Wedding rings are powerful. Until you have one, you don’t realize how much meaningful weight they carry.
These circular items represent a promise to spend a lifetime with another person through the dark times and even darker times. The only time Jenny or I remove ours is when there’s a chance it could get lost or damaged. Recently, I had a scare that mine was gone for good. It allowed me a chance to remember how important that little hunk of expensive jewelry is to my life.
I’d be far more disappointed if Jenny lost her wedding ring than if I lost mine. The ring she wears represents how much I love her. By losing it, she’d essentially tell me she doesn’t like me anymore. Which, by the way, she verbally says regularly in a teasing manner.
That said, Jenny feels the same way. So, losing my own wedding ring would be devastating because of how much it would hurt my wife. We’re both pretty careful about never misplacing them. Mistakes do happen, like the one I nearly fooled myself into thinking occurred the other day.
It all began with a nasty splinter in my left ring finger. I was moving a piece of wood at work (I’m a professional beaver, by the way) and my soft, sensitive skin was damaged. I thought the wood was removed, but later on in the day when Jenny touched my hand I realized something was still lodged in there.

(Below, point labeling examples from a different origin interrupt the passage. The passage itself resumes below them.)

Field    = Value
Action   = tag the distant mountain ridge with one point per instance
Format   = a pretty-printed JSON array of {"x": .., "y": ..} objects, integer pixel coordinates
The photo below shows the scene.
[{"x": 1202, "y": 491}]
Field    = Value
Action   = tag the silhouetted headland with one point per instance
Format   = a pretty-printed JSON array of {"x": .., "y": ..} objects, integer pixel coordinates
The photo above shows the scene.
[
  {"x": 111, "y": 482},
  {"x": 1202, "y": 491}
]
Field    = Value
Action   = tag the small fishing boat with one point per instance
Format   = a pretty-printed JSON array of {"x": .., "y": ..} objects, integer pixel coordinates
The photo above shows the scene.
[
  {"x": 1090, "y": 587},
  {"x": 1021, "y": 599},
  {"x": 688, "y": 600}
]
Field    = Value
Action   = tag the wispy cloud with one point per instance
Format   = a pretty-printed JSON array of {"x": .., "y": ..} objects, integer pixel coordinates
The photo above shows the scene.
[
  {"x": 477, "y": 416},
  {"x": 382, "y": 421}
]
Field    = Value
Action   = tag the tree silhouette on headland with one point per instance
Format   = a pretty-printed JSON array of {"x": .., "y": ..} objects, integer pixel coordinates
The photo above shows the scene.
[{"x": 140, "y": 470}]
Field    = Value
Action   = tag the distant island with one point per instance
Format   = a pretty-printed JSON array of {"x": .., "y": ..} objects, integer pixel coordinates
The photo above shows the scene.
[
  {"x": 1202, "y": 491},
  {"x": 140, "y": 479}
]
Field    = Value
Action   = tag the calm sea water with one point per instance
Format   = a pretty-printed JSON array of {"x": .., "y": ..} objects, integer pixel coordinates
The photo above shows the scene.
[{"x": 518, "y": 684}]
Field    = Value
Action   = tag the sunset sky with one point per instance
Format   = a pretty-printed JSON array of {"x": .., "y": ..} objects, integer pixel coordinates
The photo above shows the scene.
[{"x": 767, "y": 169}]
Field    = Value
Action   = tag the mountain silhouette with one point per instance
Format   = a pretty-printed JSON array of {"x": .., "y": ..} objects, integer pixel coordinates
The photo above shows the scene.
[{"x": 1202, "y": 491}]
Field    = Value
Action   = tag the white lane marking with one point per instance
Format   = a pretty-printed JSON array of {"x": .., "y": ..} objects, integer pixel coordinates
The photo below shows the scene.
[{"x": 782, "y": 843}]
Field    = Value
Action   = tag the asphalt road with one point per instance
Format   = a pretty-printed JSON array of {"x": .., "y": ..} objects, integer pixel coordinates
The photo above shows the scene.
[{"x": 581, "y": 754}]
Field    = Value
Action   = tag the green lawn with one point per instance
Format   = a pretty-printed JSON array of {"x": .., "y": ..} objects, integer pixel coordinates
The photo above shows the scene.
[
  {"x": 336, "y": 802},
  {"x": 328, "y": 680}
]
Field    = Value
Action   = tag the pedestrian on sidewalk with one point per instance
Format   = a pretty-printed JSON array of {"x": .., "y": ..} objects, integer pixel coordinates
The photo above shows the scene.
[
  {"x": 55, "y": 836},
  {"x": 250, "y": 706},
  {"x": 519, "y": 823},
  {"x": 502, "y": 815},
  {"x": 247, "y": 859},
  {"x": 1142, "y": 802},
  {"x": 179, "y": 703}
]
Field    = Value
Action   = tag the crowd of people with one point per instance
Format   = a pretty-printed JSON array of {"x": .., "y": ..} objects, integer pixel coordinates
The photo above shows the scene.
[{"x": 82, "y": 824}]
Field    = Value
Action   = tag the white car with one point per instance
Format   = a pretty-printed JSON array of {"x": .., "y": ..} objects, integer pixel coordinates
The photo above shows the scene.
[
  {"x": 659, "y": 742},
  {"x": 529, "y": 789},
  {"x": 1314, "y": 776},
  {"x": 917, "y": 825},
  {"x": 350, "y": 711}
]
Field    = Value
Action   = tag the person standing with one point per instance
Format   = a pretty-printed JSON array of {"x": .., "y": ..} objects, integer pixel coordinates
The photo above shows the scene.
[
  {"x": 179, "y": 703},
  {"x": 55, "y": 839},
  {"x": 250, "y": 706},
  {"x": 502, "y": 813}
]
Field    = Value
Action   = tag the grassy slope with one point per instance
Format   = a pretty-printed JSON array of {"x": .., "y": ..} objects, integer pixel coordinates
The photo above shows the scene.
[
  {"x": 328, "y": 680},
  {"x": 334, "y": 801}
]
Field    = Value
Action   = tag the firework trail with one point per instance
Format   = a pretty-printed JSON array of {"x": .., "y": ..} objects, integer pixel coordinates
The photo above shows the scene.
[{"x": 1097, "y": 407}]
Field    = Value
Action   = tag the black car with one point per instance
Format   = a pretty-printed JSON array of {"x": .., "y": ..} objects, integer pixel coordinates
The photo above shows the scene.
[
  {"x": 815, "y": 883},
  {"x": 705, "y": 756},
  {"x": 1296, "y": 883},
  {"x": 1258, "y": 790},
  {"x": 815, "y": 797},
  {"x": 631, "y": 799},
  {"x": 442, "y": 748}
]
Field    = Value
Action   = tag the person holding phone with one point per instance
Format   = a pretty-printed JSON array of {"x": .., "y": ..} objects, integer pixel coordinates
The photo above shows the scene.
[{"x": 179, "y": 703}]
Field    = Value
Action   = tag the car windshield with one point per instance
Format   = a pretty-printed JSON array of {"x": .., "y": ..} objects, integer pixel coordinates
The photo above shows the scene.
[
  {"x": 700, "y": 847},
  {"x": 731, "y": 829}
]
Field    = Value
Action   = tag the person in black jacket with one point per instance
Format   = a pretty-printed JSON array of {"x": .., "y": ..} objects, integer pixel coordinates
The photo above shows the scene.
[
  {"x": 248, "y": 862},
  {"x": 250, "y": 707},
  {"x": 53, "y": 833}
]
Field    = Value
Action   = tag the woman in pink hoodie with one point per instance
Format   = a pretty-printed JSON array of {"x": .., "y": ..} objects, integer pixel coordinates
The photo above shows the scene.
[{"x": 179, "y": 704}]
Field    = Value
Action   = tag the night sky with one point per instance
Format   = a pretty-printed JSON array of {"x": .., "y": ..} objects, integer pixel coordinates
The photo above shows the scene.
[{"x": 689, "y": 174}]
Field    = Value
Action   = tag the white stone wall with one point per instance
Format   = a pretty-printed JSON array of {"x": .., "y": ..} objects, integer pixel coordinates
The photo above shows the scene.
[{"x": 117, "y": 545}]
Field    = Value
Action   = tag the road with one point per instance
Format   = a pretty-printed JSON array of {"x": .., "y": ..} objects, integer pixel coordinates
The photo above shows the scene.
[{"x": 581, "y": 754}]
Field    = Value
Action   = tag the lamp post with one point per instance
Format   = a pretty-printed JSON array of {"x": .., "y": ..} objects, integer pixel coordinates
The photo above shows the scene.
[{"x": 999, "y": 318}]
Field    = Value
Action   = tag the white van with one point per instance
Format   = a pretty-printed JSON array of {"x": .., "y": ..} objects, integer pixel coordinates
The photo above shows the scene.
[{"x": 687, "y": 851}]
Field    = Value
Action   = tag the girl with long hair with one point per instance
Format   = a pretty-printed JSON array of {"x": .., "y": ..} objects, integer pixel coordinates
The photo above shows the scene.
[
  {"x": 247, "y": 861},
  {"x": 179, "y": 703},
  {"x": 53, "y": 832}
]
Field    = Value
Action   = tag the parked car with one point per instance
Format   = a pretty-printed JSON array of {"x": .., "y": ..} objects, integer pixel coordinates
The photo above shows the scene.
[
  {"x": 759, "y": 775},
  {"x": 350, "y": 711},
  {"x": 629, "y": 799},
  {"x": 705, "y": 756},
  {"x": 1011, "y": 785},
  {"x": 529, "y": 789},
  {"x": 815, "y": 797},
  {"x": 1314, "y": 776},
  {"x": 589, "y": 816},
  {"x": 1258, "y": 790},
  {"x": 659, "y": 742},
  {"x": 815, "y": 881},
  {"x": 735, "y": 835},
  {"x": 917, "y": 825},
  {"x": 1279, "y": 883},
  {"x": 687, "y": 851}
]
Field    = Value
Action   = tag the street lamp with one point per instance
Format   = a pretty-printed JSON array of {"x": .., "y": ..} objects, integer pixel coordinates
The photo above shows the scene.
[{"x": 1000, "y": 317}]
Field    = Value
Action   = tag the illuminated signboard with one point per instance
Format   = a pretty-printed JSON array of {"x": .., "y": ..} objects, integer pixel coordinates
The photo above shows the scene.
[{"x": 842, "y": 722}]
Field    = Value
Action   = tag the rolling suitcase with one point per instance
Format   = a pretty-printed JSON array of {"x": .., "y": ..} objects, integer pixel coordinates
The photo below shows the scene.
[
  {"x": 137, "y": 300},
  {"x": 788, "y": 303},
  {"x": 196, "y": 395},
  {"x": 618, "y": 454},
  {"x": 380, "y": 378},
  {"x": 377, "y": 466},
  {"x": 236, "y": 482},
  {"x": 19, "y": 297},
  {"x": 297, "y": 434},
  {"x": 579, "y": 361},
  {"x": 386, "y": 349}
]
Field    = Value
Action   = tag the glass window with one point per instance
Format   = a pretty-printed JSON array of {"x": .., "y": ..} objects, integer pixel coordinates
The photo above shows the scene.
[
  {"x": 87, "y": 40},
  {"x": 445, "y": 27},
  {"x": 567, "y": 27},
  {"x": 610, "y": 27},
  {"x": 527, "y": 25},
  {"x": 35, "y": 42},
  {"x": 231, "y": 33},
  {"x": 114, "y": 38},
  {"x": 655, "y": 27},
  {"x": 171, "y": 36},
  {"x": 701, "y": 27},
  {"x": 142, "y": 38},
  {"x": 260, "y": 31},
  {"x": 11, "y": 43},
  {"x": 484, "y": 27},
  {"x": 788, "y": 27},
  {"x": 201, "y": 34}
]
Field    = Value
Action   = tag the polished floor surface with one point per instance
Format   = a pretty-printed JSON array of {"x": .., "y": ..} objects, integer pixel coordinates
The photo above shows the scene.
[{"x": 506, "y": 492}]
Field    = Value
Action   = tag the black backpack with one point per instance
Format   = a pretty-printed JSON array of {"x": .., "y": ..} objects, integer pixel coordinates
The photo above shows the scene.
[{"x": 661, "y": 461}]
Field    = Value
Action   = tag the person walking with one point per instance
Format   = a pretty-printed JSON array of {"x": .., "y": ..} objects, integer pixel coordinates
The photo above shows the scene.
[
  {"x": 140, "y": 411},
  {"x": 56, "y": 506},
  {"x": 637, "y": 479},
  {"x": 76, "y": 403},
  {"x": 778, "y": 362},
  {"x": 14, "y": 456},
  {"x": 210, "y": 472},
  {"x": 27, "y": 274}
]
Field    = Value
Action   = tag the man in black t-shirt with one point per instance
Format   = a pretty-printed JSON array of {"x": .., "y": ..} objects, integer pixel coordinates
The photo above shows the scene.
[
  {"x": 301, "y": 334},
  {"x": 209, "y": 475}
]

Jenny used her caring talents to help remove the splinter from my paw. Before she did, I soaked my hand in warm water to make it easier. Because this involved putting my ring under water for 5-10 minutes, I decided to remove the symbol of our love during my medical treatment. I’m not one to waterboard something I care about even if it’s an inanimate object. Once the splinter was removed, I went to bed thinking I was all set for the next morning.
Unfortunately, the band-aid that replaced my ring tricked me into thinking it was still on my finger. I move a lot based on feel. For instance, I always have my cell phone in my left pocket. If someone put a piece of poop in there weighing about the same, I wouldn’t know the difference until I reach in and the whole thing falls apart.
My morning routine includes preparing for work then going back to sleep as quickly as possible until I absolutely must leave. This lack of attention to detail led to me leaving for work without a ring on my finger. It took me a few hours before I realized instead of a wedding ring I was showing off a bloody band-aid. I sent a frantic text message to Jenny hoping she could clarify the ring’s location. She did and I felt a lot more at ease knowing I didn’t completely screw up our marriage.
I wouldn’t say Jenny and I are very materialistic at all. The things we love have sentimental value. Nothing in our lives has more of it than the rings we wear. Going forward, I’ll be sure to pay a little closer attention to where it is.